Articolo comparso su "Il Messaggero Veneto" del 19 novembre 2007 ad opera di Licio Damiani
Avvolge il
visitatore, nel salone della foresteria abbaziale di Santa Maria di Sesto al Reghena,
la grande parata di mosaici e dipinti di Ivanoe Zavagno, visitabile fino a sabato
1° dicembre. L'intreccio di
colori fondi, come notturni, trapassati da
rotanti accensioni, da splendori d'oro e di rubino, di smeraldo e lapislazzulo, finisce per smaterializzarsi in fulgori di luce, in
vortici esaltanti, in una sorta di tunnel incantato.

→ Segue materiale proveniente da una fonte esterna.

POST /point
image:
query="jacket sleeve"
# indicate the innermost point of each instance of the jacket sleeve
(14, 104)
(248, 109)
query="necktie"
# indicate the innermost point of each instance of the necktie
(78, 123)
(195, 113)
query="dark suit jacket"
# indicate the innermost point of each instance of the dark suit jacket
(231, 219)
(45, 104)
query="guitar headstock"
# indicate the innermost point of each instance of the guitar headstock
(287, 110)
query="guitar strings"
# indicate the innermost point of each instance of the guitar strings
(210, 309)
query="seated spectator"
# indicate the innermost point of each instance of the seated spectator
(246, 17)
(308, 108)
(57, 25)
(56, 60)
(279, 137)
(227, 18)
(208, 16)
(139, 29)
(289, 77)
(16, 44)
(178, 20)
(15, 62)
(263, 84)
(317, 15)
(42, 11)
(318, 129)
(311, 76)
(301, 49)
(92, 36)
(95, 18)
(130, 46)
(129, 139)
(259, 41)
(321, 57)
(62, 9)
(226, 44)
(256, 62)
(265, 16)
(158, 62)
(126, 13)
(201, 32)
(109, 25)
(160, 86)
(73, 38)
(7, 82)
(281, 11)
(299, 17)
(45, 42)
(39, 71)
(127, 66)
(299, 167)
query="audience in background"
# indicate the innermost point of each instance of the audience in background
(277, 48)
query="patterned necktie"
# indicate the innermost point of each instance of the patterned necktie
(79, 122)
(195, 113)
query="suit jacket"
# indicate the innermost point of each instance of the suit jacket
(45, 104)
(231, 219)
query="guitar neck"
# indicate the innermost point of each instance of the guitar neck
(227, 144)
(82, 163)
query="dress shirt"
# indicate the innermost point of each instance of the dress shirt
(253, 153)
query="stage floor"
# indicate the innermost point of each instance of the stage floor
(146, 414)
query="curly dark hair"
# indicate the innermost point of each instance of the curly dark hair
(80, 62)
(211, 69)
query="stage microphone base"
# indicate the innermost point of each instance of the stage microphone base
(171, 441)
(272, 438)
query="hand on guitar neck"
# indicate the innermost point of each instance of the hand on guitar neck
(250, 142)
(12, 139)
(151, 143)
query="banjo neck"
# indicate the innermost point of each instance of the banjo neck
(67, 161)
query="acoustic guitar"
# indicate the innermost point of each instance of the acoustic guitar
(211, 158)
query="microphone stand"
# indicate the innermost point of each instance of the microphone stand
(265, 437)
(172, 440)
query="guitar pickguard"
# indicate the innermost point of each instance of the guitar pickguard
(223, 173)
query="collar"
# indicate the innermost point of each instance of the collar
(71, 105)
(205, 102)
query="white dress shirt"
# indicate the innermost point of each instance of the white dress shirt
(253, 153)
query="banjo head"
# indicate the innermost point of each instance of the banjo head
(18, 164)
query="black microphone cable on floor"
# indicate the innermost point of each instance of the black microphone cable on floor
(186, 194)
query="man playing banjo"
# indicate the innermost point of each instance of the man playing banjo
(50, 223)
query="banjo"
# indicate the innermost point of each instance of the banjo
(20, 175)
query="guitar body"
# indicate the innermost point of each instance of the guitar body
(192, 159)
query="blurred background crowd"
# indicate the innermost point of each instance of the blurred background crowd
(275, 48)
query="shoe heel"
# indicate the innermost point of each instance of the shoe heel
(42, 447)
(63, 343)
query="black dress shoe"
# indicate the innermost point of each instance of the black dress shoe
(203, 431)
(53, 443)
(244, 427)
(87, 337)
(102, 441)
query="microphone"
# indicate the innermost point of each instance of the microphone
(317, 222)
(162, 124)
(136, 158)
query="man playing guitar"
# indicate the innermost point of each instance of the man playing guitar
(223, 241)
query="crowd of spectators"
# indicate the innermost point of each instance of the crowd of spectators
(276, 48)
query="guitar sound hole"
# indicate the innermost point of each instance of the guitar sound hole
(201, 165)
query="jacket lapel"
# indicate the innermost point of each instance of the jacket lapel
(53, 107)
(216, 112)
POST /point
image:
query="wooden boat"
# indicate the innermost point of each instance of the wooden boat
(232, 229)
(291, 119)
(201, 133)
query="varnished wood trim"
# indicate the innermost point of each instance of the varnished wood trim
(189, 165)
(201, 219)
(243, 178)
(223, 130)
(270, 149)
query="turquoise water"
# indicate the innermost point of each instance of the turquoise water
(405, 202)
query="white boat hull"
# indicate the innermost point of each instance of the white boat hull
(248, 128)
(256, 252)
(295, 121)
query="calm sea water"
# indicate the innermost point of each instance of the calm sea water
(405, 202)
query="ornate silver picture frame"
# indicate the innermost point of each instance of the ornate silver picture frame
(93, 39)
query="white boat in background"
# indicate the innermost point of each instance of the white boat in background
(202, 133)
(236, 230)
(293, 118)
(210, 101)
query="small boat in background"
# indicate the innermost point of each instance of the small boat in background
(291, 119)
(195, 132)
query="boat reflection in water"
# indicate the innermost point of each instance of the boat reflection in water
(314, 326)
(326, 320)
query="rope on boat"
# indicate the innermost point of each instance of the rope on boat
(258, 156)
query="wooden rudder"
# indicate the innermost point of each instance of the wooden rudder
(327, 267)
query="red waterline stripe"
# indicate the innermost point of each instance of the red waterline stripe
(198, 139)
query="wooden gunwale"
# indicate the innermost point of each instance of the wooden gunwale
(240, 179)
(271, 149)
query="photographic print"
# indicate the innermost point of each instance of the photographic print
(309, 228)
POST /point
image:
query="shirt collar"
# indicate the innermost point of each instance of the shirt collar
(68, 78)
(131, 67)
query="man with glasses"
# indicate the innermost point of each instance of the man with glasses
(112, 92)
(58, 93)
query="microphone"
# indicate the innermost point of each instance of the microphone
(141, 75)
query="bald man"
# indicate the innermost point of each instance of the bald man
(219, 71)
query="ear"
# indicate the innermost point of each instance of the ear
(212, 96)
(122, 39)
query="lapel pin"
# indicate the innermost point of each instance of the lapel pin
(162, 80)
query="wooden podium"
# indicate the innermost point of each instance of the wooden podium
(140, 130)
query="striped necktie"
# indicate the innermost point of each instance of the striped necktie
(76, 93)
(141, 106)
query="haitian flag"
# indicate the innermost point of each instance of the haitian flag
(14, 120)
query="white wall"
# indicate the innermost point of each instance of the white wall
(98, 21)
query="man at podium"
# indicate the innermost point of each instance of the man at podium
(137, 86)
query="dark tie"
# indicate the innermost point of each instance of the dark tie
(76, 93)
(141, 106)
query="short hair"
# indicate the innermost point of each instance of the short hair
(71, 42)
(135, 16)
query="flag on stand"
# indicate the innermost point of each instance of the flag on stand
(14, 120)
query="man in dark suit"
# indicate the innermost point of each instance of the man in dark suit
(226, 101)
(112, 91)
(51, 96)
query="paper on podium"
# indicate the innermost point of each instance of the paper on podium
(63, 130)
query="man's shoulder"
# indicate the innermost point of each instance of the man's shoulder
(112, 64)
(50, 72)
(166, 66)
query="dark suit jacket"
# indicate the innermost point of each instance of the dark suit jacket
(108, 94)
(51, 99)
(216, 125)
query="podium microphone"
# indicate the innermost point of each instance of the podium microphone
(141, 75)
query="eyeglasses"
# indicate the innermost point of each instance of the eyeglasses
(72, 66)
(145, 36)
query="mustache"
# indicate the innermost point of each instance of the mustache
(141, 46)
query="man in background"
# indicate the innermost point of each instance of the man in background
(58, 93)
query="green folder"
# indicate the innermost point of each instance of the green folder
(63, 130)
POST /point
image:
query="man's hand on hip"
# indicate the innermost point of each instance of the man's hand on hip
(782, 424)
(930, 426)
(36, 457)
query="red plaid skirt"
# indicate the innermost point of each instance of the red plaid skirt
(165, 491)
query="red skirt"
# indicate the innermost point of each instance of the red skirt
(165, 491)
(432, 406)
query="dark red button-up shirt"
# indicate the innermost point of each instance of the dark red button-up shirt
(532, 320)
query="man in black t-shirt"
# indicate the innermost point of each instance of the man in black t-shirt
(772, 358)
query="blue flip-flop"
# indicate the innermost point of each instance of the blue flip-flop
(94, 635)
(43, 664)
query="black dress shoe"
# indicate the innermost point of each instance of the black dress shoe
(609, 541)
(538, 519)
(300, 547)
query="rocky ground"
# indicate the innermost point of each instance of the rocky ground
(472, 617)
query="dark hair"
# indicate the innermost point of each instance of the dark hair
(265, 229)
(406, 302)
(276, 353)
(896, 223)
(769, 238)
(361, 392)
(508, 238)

La produzione di Zavagno non segue
un percorso lineare. Ha bagliori, fughe,
ritorni istintivi dettati da esigenze ulteriori, dagli impulsi forti del sentimento, condizionati da un
sempre imprevedibile stato emozionale.
Il tessuto
connettivo, il supporto - potremmo dire - è dato dall' esperienza musiva, dalla quale ha preso
avvio tutta l'avventura
creativa dell'artista, erede di una tradizione
gloriosa e antichissima. Il mosaico come aggregato materico che, quasi per sortilegio, si traduce in tessuto d'arcobaleno: sublimato empito visionario ed epifania dello spirito, a volte di una asprezza selvaggia, rude e tagliente, altre volte piegato su modulazioni sontuose.
I mosaici, ricchi di
dionisiaca tensione e di un qual malinconico mistero, costituiscono l'asse portante
della rassegna. Sono saettamenti,
irraggiamenti di forme desunte per sintesi
dalla natura, ma anche scaturite dalla mente, dalla fervida accensione della fantasia Sono incastri, compenetrazioni, sovrapposizioni di paste vitree, di scarti recuperati dai forni di lavorazione simili a blocchi di pietre dure tratti da vene preziose, di frammenti di rosea pietra di Verona, di marmi, di smalti scintillanti, di frammenti di sasso e di materiali ferrosi, goduti nella loro
"cantante" tattilità, trasformati in partiture di larghe sinfonie visive. La cultura musicale
dell'autore, con le leggi dell'armonia, della melodia, del contrappunto, si traduce figurativamente in ritmiche scansioni di segni e di cromatismi, in "selva
incantata", in dinamiche
tensioni, in gorghi di scintillii smaglianti.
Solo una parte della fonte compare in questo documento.